Just how "different" is a Aus 250 from a US 250? Cam timing

mike1157

Well-known member
Specifically, how different is the relationship of the crank gear to the cam gear when installing a cam ground for the Aus engine in a US
engine.

I'm degreeing my cam. I'm using an adjustable crank gear set to fit a SBF that has been adapted to fit the US 250.

Initial settings had me starting w/ the dots on the cam gear/crank gear oriented in the straight up position. With that done, and after double checking the method I was using to degree the cam, I got a reading that the cam was in at a 101.25 degree C/L.

It's supposed to be 112.

The crank gear that comes with this set (and all of the adjustable SBF sets for that matter) only allow you to retard the cam 8 degrees. Which I did. Running the process again now yielded a 109.25 C/L.

Evidently, one of several things has happened:
1. We mis-oriented the cam/gear when we drilled it, and located the dowels 12 degrees off.
2. There is a slight difference in the relationship between SBF gear sets (1-2 degrees).
3. The cam grinder may have been slightly off (1-2 degrees).
4. Usage of a completely different gear set other than stock has to be accountable for at least a 1 degree discrepancy.

I'm saying all of this because IDK if there's something I'm missing here.

The process I'm following:

1. Find TDC w/ piston stop.

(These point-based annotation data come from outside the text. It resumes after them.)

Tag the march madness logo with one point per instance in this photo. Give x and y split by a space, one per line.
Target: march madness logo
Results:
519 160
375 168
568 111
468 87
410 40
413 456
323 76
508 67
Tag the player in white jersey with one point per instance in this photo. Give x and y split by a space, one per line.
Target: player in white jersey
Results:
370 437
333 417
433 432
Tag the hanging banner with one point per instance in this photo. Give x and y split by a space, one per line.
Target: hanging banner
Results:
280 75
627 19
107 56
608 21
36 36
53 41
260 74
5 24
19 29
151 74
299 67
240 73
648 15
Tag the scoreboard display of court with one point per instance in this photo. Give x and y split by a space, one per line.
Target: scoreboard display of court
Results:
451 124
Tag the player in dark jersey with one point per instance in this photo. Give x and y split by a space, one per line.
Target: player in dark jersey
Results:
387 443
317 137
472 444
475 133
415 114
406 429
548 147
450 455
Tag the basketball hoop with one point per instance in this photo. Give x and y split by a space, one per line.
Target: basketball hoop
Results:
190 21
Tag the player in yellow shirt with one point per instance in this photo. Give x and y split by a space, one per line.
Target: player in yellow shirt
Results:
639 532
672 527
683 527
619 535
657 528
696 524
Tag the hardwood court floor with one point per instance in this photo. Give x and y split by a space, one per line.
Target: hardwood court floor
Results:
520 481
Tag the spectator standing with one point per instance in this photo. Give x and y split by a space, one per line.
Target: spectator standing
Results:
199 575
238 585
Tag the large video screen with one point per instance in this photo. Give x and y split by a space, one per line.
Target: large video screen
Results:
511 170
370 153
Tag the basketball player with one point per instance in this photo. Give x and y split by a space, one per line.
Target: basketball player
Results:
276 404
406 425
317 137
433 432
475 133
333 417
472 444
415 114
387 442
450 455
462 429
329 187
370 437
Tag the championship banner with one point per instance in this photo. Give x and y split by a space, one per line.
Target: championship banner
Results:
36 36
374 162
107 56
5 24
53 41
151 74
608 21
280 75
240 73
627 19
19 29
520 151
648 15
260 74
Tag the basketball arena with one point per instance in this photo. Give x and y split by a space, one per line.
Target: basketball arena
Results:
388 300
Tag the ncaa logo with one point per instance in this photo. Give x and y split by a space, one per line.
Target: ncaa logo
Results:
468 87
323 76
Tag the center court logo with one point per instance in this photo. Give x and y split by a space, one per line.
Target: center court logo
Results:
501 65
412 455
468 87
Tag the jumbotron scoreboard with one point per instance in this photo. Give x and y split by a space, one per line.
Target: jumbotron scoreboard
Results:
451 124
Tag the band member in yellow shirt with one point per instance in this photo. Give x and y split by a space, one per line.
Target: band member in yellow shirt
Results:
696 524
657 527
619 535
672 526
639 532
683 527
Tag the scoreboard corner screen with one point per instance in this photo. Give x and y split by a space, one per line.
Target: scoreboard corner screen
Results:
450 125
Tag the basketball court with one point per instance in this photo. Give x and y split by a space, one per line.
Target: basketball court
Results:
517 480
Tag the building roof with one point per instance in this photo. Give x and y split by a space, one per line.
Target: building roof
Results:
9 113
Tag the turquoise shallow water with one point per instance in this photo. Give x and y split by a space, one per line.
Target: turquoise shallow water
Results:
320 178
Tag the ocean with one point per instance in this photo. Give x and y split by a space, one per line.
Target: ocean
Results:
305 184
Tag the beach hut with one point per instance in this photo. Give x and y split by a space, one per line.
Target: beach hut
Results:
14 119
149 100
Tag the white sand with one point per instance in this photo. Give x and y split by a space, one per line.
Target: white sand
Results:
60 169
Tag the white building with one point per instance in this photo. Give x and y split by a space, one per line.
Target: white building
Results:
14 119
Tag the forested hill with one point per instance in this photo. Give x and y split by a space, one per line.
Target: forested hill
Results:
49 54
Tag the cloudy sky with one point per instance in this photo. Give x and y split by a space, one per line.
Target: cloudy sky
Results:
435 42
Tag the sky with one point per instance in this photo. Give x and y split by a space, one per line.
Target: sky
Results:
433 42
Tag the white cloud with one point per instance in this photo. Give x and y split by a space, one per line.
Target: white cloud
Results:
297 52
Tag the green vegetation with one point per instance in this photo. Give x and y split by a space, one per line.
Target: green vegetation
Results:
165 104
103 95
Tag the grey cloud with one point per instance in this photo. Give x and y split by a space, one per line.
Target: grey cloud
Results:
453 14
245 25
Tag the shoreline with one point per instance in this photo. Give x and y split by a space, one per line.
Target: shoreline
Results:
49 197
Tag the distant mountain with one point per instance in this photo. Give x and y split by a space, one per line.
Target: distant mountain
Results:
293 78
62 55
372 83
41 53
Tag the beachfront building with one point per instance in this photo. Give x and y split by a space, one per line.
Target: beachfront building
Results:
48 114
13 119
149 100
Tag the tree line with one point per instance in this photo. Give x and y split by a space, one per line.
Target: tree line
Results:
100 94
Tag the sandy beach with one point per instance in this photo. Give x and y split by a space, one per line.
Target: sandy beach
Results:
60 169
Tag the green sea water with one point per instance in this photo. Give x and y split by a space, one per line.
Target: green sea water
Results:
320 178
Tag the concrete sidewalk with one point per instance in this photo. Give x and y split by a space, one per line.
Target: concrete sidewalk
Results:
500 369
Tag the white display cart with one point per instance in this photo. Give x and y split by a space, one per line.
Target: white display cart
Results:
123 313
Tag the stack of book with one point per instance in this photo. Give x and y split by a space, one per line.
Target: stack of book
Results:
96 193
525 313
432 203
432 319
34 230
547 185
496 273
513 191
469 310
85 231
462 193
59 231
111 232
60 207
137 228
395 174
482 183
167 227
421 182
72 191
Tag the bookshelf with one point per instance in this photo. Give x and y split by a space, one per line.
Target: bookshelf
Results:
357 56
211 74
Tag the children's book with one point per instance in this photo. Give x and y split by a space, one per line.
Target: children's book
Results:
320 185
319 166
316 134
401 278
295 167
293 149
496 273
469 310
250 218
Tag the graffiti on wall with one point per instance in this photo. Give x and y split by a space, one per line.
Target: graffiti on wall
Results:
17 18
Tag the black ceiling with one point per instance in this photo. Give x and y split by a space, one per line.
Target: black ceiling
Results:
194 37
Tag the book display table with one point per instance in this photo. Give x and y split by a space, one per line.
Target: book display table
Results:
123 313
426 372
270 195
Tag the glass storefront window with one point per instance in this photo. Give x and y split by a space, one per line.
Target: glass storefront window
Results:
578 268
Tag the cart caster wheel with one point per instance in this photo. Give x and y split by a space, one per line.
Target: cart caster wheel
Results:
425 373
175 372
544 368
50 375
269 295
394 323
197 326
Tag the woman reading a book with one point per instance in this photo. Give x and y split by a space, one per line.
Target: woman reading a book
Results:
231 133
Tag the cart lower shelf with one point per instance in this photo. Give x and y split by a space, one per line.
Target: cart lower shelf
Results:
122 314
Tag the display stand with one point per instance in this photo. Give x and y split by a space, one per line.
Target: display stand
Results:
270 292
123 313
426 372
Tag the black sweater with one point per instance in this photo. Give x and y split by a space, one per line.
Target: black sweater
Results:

Orient degree wheel to 0.
2. Install dial indicator. I'm using a 5" extension on my dial indicator, and I am doing this w/ the head off, referencing off of the solid, roller lifter.
3. Roll the engine over until maximum lift is achieved (in my case .316, cam card states .314.5)
4. Zero dial indicator.
5. Rotate engine counterclockwise .050 take reading from degree wheel.
6. Rotate engine clockwise until dial indicator again reads .050, take reading.
7. Add those two numbers, divide by 2, That should equal C/L.

The only thing I havent done was question why my lift at the cam was 1.5 degrees different than spec (cam has assembly lube on it)
I didn't take all of my measurements from a clockwise loading of the chain.
Maybe my dial indicator isn't exactly vertical??

All I know is I need another 3 degrees.

The crank gear has room left for a custom cut to create a 11 degree install point,..the problem is where to get that done.
 
I've read somewhere that you should degree the cam in the direction the engine rotates, never one way and then the other.
This ensures that you factor out any "slop" that the chain might have.

Try this method to see if you get any different readings.
 
When you go counter clockwise you want to go past you're .050" by .1 then clockwise back to the .050" to rule out slop. I've read that the C/L method isn't the most accurate but gives you a good starting point and that valve events should be checked @ .050" of lift or whatever the manufacturer recommends.
 
You should never rotate the engine backwards when degreeing the cam, it will introduce error into the mix because of chain slop, and could be where some of the discrepancy is. Since you know the max lobe lift, you just stop @.050" before you get there and take that reading and then continue rotating until you reach .050" on the other side of max lift as its closing and take that reading, but never rotate backwards. You should also go ahead and try to confirm what the rest of the timing events are to make sure your getting a corresponding proportional difference there. Since your using a dowel pin that was drilled to locate the gear that was installed after the cam was ground, I'd say that is the likely culprit, and it was just drilled in the wrong location. Keyway's and dowel pins are machined in the cams when they are still blank, that is how they are indexed in the camgrinder. Trying to re-locate a dowel accurately to the cam profile after the cam is ground is like trying to thread a sewing machine with it running. Sounds like the mark just got missed.
 
Yeah, I knew that reverse rotation caused an unloading of the valvetrain, that's why I was super thorough this time around.

After talking w/ 5-6 chain suppliers, none of them offer custom services. The guy at Cloyes at least offered a solution.

I reinstalled the cam using the tooth to the counterclockwise next to A8. Each tooth equates to approx 17 degrees. By doing that, I retarded the cam 17 degrees, and brought it back 8 using the A8 keyway. I managed to net a 110.5 C/L that way. I called Schneider, and told him that I could get 110.5 on A8, 113.5 on the tooth between A8, and A-6, using the A6 keyway. Each way, I was 1.5 degrees off from the "recommended" 112. After hearing my cam specs, and not liking what he heard for a supposed turbo profile cam, he had me install it at the 110.5 L/S to "lazy up" the exhaust opening profile a bit. So that's where it is.